Un mes después, Thatcher fue depuesta como líder del partido. Su discurso final ante la Cámara de los Comunes es materia de leyenda. Dio la actuación más grande de su carrera. Al final, los miembros del Parlamento aplaudían y ondeaban sus papeles; unos cuantos lloraban. Afuera, las multitudes cantaban: "Ding Dong, la Bruja Ha Muerto".
Después de dejar el cargo, la ocupación principal de Thatcher fue dar discursos por muchísimo dinero. Streep se tropezó con uno de tales eventos mientras visitaba a su hija en la Universidad Northwestern: "Ella dio la conferencia, fluida y muy controlada. Y luego empezó a aceptar preguntas. Continuó por más de hora y media, ganando vivacidad y entusiasmo conforme seguía. Yo pensé: oh por Dios, es formidable".

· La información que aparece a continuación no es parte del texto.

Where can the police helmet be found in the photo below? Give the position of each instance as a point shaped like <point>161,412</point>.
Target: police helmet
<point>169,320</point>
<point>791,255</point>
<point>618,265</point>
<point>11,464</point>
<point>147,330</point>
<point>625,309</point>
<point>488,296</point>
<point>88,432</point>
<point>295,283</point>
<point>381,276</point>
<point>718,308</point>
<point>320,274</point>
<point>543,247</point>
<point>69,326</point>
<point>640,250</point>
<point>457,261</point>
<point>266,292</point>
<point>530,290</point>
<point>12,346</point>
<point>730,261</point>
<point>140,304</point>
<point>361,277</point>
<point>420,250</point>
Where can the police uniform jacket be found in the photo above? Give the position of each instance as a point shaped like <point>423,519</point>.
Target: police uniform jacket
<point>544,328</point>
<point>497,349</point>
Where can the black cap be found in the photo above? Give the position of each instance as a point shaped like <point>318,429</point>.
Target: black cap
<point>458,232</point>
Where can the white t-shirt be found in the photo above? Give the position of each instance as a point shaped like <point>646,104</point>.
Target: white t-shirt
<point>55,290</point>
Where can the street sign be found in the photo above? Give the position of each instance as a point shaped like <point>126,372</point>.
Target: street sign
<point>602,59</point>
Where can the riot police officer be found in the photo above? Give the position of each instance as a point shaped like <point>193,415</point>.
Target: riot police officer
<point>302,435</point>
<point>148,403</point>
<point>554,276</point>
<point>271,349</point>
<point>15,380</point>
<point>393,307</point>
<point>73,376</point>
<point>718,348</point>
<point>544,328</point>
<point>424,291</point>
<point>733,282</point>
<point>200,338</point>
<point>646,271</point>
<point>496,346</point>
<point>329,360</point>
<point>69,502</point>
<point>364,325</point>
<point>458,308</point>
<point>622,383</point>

En años recientes, el mundo de Thatcher se redujo a un pequeño círculo de amigos y cuidadores. Una de ellas, McAlpine, cuenta: "En Navidad le encanta el ballet. La última vez que fuimos fue a una matiné, durante el intermedio había una fila de tres o cuatro niñas, todas queriendo su autógrafo. Margaret dijo a una: ‘¿Qué querés ser, querida, cuando crezcas?’. Ella respondió: ‘Quiero ser como usted. Quiero ser primera ministra’".